I. Introduction

A large volume of research effort has been dedicated to OCR systems. Numbers of algorithms [16] are available for this purpose, and many commercial OCR systems [7, 8] are now available in the market but most of these systems can recognize only text images having straight text-lines (horizontal) and designed only for a specific script or language. On the other hand, there are few limitations in regard to the source materials and character formatting which make feature extraction and recognition difficult.

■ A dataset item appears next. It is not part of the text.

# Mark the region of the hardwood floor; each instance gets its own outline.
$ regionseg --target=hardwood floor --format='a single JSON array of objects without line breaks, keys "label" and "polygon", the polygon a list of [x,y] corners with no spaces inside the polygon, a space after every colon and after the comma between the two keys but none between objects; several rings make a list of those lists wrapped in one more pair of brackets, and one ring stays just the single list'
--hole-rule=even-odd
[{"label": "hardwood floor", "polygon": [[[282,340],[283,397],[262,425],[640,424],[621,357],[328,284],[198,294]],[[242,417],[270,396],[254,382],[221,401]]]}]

Increasing demand for stylistic text recognition attracts researchers for the designing and development of new algorithms that can handle such type of text due to usage in many potential applications including container identification mark recognition system [9], vehicle license plate recognition [10], text recognition in video and images [1114], image retrieval [15] from the database, intelligent transport systems [16], robotics [17], and text translation service for tourist assistance [18], for foreigners with language barrier, etc. Stylistics text as shown in Figure 1 can be found on greeting cards, front cover of books, organization's logos, stamp seals, maps, engineering drawings, advertisements, newspaper's front page, hallmark cards, signboards, hording boards, archives, etc., containing multi-oriented, multi-font size, and curved text-lines or words resulting in errors in the recognition process. There may be two ways for the recognition of such documents: one is to develop algorithms those can recognize words and text-lines in actual format (curved etc.), and second is to convert curved text-lines into straight text-lines, preferably oriented horizontally. Further, the straight text-lines must be segmented into words or characters before going for recognition process. The main advantage of proposed approach is that no specific feature extraction and classification techniques or dataset is required in the recognition of such documents. So, in view of this, text normalization plays important role in the recognition of stylistic text.

Figure 1
figure 1

Sample of curved text-lines.

II. Related works

Many pieces of works are available on the document image recognition [2, 5, 6] having straight text-lines and words. But in the literature, there are only few works available towards the recognition of stylistic documents [1944].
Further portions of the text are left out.